Published in final edited form as: Cancer Res. 2024 May 15;84(10):1570–1582. doi: 10.1158/0008-5472.CAN-23-0821

Figure 5. — A, Simplified schematic of oxysterols production through cholesterol catabolism.

B, Metabolomics analysis of 7α-hydroxy-3-oxo-4-cholestenoic acid in 97 normal kidney tissues and 135 ccRCC tumors.

C, Quantification of the HSD3B7 upstream product, 7α-hydroxy-cholesterol in shSCR and shHSD3B7 A498 cells after 72h, using liquid chromatography-high resolution mass spectrometry (LC/HRMS).

D, Quantification of the HSD3B7 downstream product, 7α-hydroxy-3-oxo-4-cholestenoic acid in shSCR and shHSD3B7 A498 cells after 72h, using LC/HRMS.

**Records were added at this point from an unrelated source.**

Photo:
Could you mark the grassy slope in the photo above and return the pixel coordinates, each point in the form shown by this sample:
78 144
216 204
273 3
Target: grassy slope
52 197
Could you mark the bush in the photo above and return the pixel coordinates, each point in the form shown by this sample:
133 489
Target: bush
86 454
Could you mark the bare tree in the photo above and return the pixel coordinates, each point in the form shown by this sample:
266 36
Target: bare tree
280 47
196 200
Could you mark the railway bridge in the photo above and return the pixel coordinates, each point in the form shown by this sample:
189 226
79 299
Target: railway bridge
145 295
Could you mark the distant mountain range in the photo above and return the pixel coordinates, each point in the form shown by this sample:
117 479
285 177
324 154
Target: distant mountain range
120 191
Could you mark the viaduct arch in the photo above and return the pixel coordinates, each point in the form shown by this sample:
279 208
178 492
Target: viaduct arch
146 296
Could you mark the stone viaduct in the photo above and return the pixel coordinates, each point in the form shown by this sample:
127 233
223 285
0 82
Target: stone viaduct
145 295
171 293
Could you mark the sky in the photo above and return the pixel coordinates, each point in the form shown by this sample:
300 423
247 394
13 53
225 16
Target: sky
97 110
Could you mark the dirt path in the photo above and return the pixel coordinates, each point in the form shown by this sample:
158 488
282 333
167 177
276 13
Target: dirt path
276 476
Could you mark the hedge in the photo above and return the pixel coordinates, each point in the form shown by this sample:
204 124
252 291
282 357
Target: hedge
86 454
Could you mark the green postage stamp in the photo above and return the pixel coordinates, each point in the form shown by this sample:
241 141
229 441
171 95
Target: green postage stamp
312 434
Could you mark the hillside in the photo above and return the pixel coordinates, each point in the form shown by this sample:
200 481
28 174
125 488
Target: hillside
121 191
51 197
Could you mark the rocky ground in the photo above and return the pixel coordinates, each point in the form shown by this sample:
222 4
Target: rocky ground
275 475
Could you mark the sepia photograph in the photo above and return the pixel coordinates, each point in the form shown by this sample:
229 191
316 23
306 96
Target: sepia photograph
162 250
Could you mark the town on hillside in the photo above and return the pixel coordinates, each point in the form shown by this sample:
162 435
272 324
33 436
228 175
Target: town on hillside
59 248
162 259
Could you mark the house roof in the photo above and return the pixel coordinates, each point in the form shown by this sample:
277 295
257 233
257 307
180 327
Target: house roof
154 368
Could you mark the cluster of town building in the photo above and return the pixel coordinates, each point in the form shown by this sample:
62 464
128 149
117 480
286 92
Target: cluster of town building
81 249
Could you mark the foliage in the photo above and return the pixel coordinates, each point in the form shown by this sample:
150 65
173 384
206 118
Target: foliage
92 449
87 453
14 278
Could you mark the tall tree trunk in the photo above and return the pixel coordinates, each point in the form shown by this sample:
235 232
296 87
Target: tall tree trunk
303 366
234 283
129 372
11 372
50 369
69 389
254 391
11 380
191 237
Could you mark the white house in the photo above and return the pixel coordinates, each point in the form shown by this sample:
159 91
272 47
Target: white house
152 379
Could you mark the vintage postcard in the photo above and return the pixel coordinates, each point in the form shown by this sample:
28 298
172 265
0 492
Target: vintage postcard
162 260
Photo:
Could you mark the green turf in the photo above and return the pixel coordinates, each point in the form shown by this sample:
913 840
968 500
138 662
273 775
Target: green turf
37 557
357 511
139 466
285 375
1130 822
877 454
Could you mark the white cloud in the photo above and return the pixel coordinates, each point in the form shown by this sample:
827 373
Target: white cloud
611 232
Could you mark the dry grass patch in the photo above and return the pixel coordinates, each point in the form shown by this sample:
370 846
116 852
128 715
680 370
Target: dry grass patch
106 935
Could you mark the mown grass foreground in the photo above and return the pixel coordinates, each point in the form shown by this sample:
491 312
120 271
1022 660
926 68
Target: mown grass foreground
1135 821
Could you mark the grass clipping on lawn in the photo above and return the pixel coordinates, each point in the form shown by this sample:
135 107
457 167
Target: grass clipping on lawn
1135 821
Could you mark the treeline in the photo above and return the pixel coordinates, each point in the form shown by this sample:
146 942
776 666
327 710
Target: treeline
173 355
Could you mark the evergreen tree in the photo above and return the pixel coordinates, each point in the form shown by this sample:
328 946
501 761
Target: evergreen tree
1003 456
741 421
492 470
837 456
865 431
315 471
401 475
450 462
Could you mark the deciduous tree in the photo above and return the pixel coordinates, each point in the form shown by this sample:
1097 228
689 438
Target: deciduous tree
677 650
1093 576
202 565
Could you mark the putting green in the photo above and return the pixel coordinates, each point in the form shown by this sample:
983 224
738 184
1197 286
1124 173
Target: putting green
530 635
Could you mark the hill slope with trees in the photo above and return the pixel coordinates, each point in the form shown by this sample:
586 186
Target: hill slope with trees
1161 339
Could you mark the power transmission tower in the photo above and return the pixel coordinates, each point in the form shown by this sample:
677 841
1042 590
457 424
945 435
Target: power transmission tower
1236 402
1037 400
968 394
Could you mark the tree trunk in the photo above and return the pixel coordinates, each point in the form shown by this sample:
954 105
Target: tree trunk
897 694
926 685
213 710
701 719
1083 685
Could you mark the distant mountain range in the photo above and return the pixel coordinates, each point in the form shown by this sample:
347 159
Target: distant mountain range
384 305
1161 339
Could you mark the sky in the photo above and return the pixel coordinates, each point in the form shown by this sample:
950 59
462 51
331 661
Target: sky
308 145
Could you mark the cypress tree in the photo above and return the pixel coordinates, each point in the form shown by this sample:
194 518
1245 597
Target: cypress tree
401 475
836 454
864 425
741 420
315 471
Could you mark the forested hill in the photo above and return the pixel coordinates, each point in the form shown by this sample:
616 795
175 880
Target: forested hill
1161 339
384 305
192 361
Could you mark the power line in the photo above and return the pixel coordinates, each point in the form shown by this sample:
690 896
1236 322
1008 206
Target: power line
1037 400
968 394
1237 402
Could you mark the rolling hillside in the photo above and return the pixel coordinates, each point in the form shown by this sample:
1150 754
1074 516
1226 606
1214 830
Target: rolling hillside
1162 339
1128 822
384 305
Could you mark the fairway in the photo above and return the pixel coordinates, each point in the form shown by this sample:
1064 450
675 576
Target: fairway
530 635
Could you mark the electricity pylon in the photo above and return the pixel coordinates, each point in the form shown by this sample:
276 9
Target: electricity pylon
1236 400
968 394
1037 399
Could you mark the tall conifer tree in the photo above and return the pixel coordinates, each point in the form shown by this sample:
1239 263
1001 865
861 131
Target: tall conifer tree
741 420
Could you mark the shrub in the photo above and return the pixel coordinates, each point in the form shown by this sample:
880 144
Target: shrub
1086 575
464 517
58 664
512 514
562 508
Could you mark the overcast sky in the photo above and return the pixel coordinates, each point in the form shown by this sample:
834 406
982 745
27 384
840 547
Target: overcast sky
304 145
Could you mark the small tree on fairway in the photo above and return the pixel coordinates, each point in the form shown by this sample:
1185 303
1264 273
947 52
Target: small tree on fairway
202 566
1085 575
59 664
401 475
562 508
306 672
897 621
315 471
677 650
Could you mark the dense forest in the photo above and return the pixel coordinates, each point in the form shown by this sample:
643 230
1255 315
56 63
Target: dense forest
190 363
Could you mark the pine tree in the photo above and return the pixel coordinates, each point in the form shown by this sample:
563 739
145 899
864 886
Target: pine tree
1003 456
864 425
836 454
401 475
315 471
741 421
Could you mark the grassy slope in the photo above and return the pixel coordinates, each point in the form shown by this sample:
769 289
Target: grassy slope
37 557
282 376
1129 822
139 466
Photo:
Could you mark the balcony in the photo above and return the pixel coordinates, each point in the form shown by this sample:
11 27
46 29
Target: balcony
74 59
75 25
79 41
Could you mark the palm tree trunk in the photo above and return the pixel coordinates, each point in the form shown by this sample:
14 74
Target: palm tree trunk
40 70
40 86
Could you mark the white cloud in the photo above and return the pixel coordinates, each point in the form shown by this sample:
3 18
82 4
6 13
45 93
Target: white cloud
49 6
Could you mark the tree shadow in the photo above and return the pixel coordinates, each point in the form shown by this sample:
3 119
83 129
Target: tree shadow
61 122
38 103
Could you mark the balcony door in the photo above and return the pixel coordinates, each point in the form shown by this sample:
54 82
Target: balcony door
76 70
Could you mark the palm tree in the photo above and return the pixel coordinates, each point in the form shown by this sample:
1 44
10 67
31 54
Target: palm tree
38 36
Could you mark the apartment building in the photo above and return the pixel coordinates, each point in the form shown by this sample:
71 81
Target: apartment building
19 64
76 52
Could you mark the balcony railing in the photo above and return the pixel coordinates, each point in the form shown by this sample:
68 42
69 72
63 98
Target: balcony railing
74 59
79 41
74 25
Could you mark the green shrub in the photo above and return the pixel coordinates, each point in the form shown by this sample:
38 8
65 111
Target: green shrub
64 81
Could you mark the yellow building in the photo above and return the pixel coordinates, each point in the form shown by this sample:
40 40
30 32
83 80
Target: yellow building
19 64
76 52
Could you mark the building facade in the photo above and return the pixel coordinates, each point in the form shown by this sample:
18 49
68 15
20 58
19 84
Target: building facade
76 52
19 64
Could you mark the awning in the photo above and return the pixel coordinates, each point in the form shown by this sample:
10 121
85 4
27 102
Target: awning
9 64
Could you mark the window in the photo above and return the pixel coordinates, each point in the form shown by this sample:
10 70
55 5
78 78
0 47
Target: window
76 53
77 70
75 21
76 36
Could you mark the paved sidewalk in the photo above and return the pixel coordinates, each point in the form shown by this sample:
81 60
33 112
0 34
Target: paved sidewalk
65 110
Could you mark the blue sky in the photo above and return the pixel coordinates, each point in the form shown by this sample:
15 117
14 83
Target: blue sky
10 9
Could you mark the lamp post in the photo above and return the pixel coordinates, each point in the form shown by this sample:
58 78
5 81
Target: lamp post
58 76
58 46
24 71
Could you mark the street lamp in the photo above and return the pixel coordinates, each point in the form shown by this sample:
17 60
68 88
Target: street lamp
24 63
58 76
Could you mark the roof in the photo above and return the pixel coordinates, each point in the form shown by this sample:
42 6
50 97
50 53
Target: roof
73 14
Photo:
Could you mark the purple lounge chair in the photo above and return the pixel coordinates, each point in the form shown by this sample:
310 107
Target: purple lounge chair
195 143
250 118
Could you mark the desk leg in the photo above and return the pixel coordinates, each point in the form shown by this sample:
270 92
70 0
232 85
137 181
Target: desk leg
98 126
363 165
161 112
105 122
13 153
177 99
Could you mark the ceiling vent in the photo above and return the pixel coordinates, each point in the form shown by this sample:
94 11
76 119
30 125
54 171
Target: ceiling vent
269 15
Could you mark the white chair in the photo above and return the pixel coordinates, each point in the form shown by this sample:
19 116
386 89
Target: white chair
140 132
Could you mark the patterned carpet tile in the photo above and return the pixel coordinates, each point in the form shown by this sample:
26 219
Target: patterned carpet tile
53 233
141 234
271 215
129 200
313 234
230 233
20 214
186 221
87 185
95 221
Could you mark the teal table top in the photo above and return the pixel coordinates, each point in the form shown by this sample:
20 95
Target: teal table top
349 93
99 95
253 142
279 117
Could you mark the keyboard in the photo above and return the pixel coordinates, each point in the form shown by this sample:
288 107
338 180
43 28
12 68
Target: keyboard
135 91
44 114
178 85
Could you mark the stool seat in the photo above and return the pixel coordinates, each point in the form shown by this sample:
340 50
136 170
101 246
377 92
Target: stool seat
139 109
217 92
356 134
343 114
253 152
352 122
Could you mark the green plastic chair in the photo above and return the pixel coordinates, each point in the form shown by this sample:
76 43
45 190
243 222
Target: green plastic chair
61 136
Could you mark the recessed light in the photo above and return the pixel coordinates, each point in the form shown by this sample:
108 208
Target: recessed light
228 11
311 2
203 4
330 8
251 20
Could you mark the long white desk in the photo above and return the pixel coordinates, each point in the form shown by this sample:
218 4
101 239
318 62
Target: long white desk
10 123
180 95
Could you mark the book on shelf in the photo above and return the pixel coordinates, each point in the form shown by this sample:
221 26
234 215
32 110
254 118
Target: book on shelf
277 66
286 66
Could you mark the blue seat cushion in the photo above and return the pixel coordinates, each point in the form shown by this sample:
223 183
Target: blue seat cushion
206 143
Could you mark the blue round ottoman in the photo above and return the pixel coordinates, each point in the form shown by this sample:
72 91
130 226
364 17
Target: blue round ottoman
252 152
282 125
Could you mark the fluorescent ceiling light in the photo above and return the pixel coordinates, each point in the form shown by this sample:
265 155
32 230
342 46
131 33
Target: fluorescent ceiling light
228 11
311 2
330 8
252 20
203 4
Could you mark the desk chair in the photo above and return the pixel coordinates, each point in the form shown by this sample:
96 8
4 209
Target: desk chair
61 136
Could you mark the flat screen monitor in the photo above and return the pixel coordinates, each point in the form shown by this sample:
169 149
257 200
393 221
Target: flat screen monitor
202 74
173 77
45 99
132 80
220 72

E, Representative photographs of CTR and HSD3B7 short hairpin resistant cDNA (HSD3B7^R) expressing A498 cells treated with 10μM 7α-hydroxy-cholesterol from supplementary Figure 6J. Magnification (100X).

F, Annexin-V/PI staining and flow cytometry analysis performed on shSCR and shHSD3B7 A498 cells expressing empty vector or HSD3B7 short hairpin resistant cDNA (HSD3B7^R) cultured in media with 10% FBS supplemented with vehicle (DMSO) or 7α-hydroxycholesterol (10μM) every other day for 96h.

G, Annexin-V/PI staining and flow cytometry analysis performed on A498 cells cultured in media supplemented with or without 7α-hydroxycholesterol (10μM) every other day and treated with vehicle (DMSO) or Z-Vad-fmk (50μM) for 96h.

H, Real-time qPCR analysis performed on A498 cells cultured in media supplemented with or without 7α-hydroxycholesterol (10μM) every other day for 96h, evaluating expression of TP53 target genes; NOXA, PUMA and p21. Beta-2 microglobulin (B2M) was used as the housekeeping gene.

I, TP53, PARP, γ-H2A.X, and Cleaved Caspase 3 protein expression assessed by immunoblots in A498 cells cultured in media supplemented with or without 7α-hydroxycholesterol (10μM) every other day for 96h. GAPDH was used as the loading control.

J, HSD3B7 protein expression assessed by immunoblots in shSCR and shHSD3B7 A498 cells expressing HSD3B7 short hairpin resistant cDNA (HSD3B7^R) or catalytic inactive HSD3B7^R (HSD3B7^R-Y159S). HSP90 was used as the loading control.

K, Annexin-V/PI staining and flow cytometry analysis performed on shSCR and shHSD3B7 A498 cells expressing HSD3B7 short hairpin resistant cDNA (HSD3B7^R) or catalytic inactive HSD3B7^R (HSD3B7^R-Y159S) after 96h.

(All experiments were performed in at least triplicates and statistical analysis was applied with *=P<0.05, **=P<0.01, ***=<0.001, n.s=non-significant).